How TfL uses ‘big data’ to plan transport services
20 June 2016 • Author(s): Lauren Sager Weinstein, Head of Analytics at Transport for London (TfL)
Lauren Sager Weinstein, Head of Analytics at Transport for London (TfL), has responsibility for the analysis of customer data, supporting operational and planning areas in delivery of services to TfL’s customers. London is a big growing city; more than 31 million journeys are made in the capital each day, 23% more than 15 years ago. Trains on one of the busiest underground lines, the Victoria line, carries thousands of commuters at a rate of one every 100 seconds during the morning peak. As Lauren explains for Eurotransport, it’s therefore natural that the data that TfL has access to is big as well.

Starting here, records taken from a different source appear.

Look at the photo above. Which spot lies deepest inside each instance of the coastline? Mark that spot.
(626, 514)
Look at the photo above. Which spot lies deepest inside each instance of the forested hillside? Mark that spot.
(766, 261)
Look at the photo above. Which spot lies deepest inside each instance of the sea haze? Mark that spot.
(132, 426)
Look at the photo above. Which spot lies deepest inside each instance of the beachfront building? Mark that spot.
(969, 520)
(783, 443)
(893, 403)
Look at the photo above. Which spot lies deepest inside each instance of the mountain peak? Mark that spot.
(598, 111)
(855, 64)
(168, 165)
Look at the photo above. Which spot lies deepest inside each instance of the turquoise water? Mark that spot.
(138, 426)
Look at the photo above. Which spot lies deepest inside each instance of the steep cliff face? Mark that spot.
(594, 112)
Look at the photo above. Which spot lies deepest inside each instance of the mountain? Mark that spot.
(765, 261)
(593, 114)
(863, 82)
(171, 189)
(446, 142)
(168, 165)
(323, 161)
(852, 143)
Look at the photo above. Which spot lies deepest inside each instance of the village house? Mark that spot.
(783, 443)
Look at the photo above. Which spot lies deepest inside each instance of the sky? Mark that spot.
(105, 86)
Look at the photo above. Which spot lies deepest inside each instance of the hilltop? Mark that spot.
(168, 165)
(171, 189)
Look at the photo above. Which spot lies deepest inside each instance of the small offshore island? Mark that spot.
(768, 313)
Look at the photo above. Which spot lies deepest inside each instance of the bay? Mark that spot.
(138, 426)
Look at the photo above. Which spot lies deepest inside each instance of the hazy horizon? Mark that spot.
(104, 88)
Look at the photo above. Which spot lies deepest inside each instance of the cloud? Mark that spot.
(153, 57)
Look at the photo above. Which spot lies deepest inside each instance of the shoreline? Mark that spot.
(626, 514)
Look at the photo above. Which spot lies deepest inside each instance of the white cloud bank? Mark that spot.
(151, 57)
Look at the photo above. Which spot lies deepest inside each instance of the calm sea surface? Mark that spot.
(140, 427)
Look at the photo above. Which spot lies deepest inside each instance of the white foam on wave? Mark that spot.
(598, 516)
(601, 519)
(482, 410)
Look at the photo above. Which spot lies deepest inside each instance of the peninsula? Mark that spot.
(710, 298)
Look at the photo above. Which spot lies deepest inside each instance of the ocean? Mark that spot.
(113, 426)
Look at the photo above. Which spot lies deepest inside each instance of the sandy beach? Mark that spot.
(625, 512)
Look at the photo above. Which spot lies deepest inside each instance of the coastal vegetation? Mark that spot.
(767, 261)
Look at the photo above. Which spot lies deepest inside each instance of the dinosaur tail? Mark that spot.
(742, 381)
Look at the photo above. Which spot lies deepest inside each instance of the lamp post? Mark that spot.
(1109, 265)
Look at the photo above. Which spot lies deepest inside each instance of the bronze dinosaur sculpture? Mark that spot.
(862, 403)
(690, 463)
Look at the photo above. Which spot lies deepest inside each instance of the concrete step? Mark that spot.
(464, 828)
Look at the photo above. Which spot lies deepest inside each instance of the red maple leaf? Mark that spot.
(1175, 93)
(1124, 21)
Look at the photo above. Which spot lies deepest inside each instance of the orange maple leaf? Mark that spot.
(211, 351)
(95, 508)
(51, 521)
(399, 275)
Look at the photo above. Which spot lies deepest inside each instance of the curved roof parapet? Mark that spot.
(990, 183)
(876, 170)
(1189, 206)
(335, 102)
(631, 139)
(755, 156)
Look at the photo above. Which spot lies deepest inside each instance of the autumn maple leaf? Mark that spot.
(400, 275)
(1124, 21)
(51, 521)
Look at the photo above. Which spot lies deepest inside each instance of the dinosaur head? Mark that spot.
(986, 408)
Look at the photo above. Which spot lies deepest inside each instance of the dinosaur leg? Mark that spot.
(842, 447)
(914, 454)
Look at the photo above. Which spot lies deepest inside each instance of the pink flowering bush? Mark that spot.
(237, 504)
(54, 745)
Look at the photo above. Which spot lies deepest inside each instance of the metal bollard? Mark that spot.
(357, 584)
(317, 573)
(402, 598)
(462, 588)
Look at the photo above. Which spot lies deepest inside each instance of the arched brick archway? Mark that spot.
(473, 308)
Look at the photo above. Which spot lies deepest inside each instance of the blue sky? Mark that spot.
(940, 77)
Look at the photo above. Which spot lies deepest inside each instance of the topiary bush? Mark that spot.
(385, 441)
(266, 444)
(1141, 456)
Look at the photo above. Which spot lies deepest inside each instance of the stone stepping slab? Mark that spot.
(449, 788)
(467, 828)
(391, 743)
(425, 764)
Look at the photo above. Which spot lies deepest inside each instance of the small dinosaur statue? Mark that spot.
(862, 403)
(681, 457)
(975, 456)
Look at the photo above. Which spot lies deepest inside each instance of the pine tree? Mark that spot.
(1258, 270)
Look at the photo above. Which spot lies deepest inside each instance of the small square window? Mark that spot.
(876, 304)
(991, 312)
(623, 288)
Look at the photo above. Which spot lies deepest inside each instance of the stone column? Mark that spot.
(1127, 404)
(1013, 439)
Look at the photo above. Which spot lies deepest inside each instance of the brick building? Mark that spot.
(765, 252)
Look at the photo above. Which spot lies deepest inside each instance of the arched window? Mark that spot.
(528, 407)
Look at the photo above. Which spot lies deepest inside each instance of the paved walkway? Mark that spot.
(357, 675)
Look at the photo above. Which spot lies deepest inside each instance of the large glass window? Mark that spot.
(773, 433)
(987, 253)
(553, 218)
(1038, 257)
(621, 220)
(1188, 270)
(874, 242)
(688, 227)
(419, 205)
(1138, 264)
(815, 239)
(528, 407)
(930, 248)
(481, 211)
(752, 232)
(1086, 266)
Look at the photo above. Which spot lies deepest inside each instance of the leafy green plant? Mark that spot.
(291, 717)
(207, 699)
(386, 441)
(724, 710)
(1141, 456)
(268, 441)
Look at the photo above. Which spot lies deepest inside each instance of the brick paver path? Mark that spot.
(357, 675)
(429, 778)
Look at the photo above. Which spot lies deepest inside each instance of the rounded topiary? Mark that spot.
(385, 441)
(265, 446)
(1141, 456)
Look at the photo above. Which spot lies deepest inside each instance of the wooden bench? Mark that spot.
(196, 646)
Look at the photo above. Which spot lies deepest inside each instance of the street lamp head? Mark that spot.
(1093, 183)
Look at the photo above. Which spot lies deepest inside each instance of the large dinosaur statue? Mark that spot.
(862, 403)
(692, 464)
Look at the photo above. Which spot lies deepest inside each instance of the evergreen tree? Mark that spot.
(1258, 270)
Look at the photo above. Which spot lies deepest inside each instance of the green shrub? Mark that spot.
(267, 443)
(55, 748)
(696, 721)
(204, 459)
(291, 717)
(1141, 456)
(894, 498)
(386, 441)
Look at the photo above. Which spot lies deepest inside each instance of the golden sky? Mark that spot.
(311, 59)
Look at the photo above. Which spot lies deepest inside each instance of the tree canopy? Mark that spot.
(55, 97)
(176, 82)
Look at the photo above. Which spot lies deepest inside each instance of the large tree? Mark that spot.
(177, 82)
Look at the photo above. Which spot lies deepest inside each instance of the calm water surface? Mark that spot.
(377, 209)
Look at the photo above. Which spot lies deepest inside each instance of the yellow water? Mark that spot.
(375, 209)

Every day there are 20 million ‘taps’ captured through our ticketing system; our iBus location system provides accurate location and prediction information for all 9,200 vehicles in the fleet and we help keep London moving by managing traffic flow with our 6,000 traffic signals and 1,400 cameras. Our systems therefore record a vast amount of operational data.
However, just holding lots of data isn’t enough. To get value from it we have to turn it into useful information for our customers and into tools to plan and run our services. We actively experiment to see what we can learn from all data. The results of these trials allow us to improve the products and services that we deliver to our customers.
Using our ticketing data we have been able to build a comprehensive picture of travel patterns across our rail and bus networks. The use of Oyster and contactless payments through bank cards, Apple Pay and now Android Pay, has given us tube and rail station entry and exit data as customers have to touch in and out for their journeys. Bus journeys, on the other hand, may seem more problematic to monitor, as our customers are only required to tap in when they get on, but not when they exit. However, we can now tell when our customers are leaving a bus using a Big Data tool which looks at origin, destination and bus interchange information – which we call ODX. It combines bus location and ticketing data to try and match up origin and destination pairs to create a multi-modal travel dataset.
All of this information means that we can improve network and interchange planning and review the impacts of closures and diversions. For example, we used ODX to restructure the bus network in the New Addington area of London to help provide better services for local residents. In October 2015 we launched a new service pattern for the neighbourhood that better meets our customers’ needs.